Sunday, October 3, 2010

40% male drop-out rate, up to 80% in one school in Quebec

By Sean Gordon, Globe and Mail, September 10, 2010
A shade under 40 per cent of boys in Quebec drop out of high school in their teens, a rate that is among the highest in the Western world, according to statistics compiled by the Paris-based Organization for Economic Co-operation and Development.

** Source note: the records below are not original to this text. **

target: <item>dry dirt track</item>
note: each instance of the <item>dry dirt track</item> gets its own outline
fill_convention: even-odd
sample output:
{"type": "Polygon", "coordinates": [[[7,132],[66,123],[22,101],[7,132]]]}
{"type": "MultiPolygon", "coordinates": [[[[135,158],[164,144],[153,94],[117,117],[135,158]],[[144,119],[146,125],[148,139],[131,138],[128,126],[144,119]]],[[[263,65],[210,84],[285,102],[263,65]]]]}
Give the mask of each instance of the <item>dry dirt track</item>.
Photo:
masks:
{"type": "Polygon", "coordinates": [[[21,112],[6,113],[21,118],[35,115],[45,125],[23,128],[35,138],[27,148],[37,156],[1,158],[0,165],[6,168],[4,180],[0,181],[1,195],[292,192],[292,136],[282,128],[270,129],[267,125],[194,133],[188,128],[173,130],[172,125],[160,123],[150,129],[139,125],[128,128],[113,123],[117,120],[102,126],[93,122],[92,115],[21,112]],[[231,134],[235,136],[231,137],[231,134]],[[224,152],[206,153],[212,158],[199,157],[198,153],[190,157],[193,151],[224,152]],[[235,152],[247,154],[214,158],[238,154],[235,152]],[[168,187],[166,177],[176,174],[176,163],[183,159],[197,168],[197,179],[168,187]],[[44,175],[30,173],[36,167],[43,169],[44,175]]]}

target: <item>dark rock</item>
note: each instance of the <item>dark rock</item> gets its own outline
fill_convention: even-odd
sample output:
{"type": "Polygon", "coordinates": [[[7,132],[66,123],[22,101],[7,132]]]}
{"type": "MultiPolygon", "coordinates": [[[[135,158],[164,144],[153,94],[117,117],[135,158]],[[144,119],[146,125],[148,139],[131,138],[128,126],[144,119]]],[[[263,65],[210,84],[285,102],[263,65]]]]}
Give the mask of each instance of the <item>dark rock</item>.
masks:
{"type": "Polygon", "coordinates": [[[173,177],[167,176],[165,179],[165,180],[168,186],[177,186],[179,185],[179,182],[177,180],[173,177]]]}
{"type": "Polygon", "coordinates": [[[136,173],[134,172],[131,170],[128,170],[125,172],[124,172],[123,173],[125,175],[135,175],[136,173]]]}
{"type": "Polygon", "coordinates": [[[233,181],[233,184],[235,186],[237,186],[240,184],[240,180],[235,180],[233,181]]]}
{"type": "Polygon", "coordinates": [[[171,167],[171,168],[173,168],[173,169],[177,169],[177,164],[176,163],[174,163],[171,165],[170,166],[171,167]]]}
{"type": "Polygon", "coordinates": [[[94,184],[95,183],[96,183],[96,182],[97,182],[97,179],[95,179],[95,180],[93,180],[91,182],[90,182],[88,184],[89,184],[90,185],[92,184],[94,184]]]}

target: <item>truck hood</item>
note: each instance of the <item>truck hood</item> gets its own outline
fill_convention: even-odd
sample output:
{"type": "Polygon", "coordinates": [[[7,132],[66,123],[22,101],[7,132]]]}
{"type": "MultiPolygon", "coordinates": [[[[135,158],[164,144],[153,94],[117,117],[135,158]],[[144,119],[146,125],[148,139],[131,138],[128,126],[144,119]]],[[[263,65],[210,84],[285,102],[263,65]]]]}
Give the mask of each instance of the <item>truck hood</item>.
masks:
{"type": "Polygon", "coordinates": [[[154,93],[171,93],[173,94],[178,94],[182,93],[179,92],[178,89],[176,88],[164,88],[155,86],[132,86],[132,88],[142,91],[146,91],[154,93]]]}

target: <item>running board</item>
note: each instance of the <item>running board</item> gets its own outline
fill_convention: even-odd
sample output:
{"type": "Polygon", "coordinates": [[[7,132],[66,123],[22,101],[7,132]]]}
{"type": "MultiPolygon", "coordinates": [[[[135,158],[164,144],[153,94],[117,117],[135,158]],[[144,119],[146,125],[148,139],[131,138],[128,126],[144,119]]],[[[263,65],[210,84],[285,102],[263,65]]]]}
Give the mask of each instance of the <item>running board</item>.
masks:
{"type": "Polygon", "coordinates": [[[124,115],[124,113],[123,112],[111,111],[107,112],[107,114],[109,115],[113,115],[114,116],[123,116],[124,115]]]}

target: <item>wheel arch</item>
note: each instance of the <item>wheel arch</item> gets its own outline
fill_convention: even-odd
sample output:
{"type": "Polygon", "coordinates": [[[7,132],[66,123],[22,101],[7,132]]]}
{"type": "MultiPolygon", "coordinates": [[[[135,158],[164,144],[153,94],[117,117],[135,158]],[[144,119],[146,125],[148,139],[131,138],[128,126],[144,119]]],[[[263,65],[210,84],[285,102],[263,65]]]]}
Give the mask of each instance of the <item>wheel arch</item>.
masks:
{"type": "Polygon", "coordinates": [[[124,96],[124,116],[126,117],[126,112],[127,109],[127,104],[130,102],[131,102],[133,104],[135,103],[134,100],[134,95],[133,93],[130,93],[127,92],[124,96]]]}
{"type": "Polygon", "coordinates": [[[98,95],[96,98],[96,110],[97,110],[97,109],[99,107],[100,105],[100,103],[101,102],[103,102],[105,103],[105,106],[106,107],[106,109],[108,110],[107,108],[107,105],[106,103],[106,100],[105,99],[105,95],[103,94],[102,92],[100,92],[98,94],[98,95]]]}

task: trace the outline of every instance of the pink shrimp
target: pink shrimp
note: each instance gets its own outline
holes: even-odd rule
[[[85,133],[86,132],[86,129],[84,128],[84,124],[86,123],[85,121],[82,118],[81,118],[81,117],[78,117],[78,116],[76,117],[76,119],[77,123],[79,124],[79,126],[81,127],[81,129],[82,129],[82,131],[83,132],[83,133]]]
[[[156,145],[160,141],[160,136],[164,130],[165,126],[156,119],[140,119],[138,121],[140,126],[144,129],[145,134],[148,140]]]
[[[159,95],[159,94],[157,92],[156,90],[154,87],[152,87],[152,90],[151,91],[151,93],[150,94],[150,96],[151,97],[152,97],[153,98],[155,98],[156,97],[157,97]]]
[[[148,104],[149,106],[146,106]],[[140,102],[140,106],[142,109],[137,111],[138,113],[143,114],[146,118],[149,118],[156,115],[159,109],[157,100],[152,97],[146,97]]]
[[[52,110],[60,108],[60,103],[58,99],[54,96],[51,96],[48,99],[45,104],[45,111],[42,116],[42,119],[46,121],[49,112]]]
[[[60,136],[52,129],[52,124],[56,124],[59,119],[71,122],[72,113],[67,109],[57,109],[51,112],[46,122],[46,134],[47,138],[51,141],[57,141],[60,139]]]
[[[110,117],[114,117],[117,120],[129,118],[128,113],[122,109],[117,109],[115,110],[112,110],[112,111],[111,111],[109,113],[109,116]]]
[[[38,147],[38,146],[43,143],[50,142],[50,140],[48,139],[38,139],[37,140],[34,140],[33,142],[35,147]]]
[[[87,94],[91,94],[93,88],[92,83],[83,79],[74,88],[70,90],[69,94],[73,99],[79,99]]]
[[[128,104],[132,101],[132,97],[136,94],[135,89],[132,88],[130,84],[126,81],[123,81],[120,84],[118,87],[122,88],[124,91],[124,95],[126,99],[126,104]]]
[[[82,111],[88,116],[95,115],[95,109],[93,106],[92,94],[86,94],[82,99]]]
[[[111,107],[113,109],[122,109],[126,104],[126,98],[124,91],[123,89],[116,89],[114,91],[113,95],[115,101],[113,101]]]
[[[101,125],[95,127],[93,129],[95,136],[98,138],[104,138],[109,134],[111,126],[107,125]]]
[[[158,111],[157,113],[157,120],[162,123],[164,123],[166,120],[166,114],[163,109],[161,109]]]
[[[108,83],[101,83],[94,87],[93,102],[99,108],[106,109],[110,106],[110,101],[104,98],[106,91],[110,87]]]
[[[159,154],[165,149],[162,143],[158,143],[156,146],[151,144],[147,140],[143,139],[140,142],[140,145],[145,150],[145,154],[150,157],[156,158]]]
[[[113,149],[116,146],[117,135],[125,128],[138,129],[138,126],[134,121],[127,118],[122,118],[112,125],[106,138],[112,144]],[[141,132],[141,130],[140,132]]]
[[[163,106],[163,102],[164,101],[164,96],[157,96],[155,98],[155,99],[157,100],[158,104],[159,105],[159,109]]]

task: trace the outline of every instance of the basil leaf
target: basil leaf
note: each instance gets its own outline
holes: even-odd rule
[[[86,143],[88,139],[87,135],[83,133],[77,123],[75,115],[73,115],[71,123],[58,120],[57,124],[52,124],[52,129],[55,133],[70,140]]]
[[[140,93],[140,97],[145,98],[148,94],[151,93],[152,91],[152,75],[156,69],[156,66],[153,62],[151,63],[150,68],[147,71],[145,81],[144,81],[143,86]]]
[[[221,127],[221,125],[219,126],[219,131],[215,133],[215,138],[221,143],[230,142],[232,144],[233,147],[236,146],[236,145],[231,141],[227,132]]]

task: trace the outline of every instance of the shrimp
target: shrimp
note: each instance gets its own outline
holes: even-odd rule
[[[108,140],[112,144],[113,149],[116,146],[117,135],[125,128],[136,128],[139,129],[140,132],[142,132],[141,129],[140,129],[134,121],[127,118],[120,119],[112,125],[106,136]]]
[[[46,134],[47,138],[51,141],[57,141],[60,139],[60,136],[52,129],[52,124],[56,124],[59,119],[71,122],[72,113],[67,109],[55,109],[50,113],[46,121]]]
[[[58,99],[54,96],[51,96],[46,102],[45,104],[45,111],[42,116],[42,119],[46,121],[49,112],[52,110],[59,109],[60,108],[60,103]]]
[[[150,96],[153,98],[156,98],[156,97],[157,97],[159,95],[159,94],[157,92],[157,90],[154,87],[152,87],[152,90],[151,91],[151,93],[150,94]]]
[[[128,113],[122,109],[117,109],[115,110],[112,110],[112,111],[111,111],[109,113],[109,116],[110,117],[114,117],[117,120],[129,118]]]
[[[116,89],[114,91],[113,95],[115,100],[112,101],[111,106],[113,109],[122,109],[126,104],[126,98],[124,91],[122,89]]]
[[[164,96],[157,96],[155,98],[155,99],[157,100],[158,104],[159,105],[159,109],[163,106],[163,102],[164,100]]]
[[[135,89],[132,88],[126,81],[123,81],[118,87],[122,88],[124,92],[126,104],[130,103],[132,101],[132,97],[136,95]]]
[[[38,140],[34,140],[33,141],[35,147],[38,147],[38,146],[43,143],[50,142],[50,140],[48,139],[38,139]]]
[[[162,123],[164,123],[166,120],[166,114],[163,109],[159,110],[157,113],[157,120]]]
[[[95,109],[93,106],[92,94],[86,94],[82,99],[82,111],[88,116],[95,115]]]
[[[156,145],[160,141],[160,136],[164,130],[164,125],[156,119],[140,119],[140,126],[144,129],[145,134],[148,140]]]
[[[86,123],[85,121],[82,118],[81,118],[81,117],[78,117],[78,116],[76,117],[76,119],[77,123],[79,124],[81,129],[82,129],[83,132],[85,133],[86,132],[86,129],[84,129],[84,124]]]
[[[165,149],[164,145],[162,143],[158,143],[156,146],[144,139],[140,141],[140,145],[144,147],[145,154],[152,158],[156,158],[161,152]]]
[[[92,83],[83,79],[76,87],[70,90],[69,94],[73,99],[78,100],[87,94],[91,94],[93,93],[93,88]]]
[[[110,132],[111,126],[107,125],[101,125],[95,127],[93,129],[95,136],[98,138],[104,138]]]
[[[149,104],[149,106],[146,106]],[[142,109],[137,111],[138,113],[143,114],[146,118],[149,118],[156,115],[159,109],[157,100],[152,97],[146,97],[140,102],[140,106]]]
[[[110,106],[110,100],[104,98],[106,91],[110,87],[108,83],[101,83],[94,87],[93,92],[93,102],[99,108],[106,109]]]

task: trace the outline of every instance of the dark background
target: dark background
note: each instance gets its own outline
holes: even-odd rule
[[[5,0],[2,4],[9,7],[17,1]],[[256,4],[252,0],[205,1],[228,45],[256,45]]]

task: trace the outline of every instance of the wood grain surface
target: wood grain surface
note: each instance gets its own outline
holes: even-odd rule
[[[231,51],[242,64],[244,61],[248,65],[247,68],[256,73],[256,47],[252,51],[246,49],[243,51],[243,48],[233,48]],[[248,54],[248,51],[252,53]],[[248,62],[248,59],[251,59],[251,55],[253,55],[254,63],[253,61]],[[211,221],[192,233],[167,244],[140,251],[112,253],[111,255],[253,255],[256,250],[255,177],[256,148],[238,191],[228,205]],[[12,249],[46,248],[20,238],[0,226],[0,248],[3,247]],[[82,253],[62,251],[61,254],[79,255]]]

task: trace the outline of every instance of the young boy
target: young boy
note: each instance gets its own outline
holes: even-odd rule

No one is entirely sure what it all means.
Some experts hint darkly at a lost generation of boys, others brush aside such dire talk as myth and alarmism. Whatever slant is applied, it's a harrowing reality.
Among the 500 or so students at Pierre-Dupuy, the overall dropout rate is close to 80 per cent, the highest in the province.
“You have to understand that those are pretty crude numbers, we have a very mixed clientele, people with developmental delays, children with autism, kids who study trades, and the regular academic high-school stream,” said Ginette Rioux, the school's principal. “We never say, ‘We're not going to take this or that student.' … Some unfortunately leave us, but we're working hard at keeping them.”
Link these figures with the current debate about the role of neuroscience, that is the "brain differences" between males and females, which is gathering heat, especially in the design of educational opportunities for male students and female students, versus the sociological influences based in male and female archetypes and you have a very complex "stew."
Focussing on only one school, in one extremely complex neighbourhood, in one province, is also merely a song from the canary in the corner of a vast coalmine of male education. A snap-shot, if you will, in a very lengthy movie.
Nevertheless, the movie is starting a) to be filmed deliberately, and b) to be watched and listened to by a growing number of concerned individuals.
While the feminists may certainly have unlocked the lock on the vault of sexual differences, expectations, roles as well as political and cultural histories and futures, and they have, for the most part, done a superb job in their own academic disciplined development, it is long past time for men to begin to look closely at who we are in a new era, who we have been in our many past editions, and who we are likely to become, depending on our cultural expectations.
And education is one of the core stages from which to gather important data.